Laurence Marchal Ilboudo, l’amazone de la CEP sur le foncier
Son entourage dit d’elle qu’elle a une élégance et un charme lui permettant d’ouvrir toutes les portes. Mais, elle a choisi d’être une battante. Et c’est cette qualité qui a prévalu le choix du président de l’Assemblée. C’est ce que laisse entendre ceux que nous avons contactés. En rappel, avant de s’engager politiquement cette dame gérait sa propre entreprise. Nous l’avons particulièrement harcelée pour lui arracher quelques mots après la publication du rapport. Il était quasiment impossible de l’avoir. Si elle n’est pas en commission pour des séances de travail, elle doit honorer des rendez-vous dans le cadre de sa mission d’élue. Mais elle s’est arrangée pour nous accorder une dizaine de minutes d’entretien. Elle avoue avoir été marquée par le « dévouement et la compétence » du groupe avec lequel elle a travaillé. Laurence Marchal Ilboudo déclare que si elle a acquiescé le choix de Salif sur sa personne, c’est pour mettre en œuvre les valeurs qui l’ont poussées à s’engager politiquement. Il s’agit notamment des valeurs de « justice, d’équité, de transparence, etc » dans la gestion de la res publica. Evoquant le rapport, son visage se plisse sous l’effet de l’ampleur des spoliations constatées. Elle se lâche : « C’est inadmissible. Quand on pense qu’il y a des gens qui ne cherchent qu’une seule parcelle et qui n’arrivent pas à en avoir, d’autres même meurent parce qu’ils ont été expulsés de leurs terrains, et pendant ce temps certains accumulent 100, 200 parcelles. C’est inadmissible ». Interrogé sur leurs conditions de travail, la député révèle que le « travail était physiquement, psychologiquement éprouvant ». Mais elle ajoute aussitôt qu’à voir le résultat « toutes ces souffrances sont dissipées ». Au regard du travail abattu, l’élue du MPP dit être animé par « un sentiment de fierté ». Et elle invite les Burkinabè à avoir confiance en leur travail, car il a été fait avec « professionnalisme, sans préjugé et dans le respect de la légalité ». Elle termine ses propos en prévenant que les députés resteront vigilants pour la mise en œuvre des recommandations formulées.

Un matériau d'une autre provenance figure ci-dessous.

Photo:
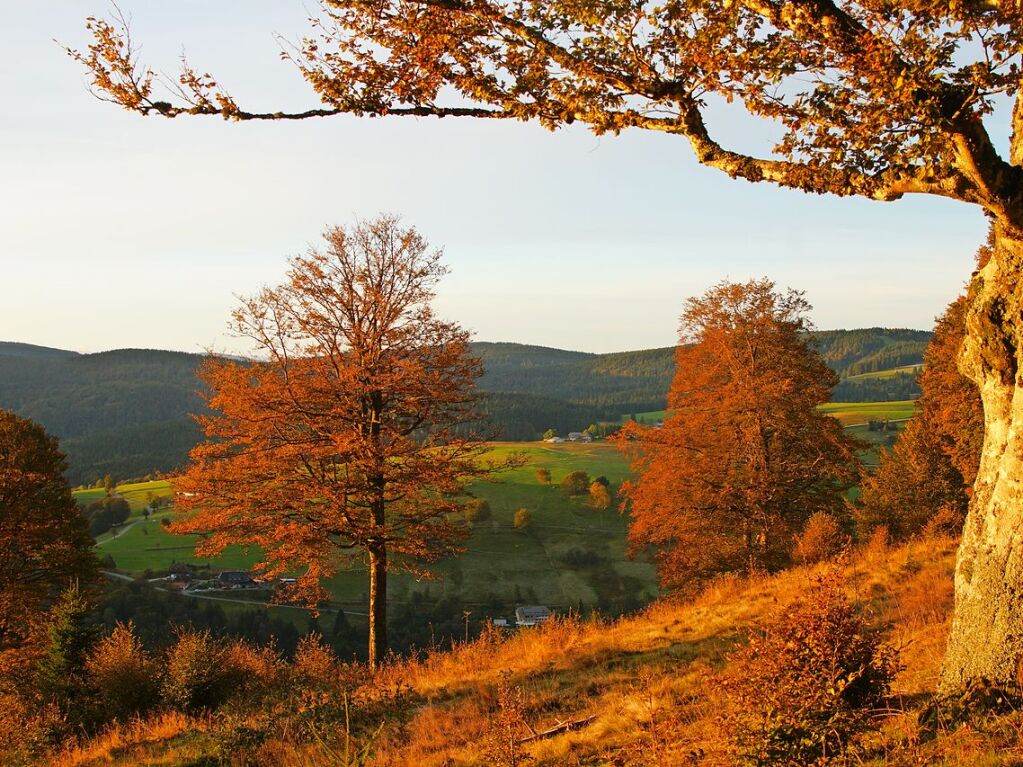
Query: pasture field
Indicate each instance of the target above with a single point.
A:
(499, 560)
(860, 412)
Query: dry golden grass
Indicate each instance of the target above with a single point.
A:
(648, 673)
(645, 680)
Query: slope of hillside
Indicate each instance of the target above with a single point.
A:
(127, 412)
(642, 690)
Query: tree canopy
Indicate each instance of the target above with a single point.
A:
(345, 438)
(44, 542)
(875, 98)
(745, 457)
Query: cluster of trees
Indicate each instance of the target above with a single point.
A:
(105, 513)
(927, 477)
(350, 437)
(745, 458)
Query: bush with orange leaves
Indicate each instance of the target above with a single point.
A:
(201, 672)
(821, 539)
(800, 691)
(125, 677)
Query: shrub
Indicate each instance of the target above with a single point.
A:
(821, 539)
(800, 691)
(578, 558)
(576, 483)
(123, 675)
(947, 521)
(259, 672)
(477, 509)
(201, 672)
(523, 519)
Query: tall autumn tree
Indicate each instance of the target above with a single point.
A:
(745, 457)
(932, 467)
(872, 98)
(348, 437)
(45, 545)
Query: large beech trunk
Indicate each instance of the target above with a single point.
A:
(377, 604)
(986, 637)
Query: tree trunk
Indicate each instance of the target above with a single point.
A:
(986, 637)
(377, 604)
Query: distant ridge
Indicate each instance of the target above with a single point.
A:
(128, 411)
(31, 351)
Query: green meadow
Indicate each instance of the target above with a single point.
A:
(499, 560)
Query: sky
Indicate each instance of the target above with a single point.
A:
(118, 230)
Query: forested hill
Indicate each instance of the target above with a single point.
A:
(624, 381)
(127, 412)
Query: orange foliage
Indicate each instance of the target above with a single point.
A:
(44, 540)
(351, 434)
(745, 457)
(931, 468)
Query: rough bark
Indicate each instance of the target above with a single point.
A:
(986, 637)
(377, 605)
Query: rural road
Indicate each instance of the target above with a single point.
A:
(250, 602)
(120, 533)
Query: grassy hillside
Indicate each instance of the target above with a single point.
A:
(643, 690)
(128, 412)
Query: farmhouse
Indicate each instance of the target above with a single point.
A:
(235, 579)
(531, 616)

Des membres de la CEP nous ont confié que la tâche n’a pas été aisée pour eux.
Car ils ont été menacés, ils ont subi des pressions, des tentatives de corruption. Mme Marshal/Ilboudo du simple fait d’être une femme en a vu, des vertes et des pas mures, notamment avec certains chefs traditionnels. Comme quoi la question du genre reste un combat de tous les jours.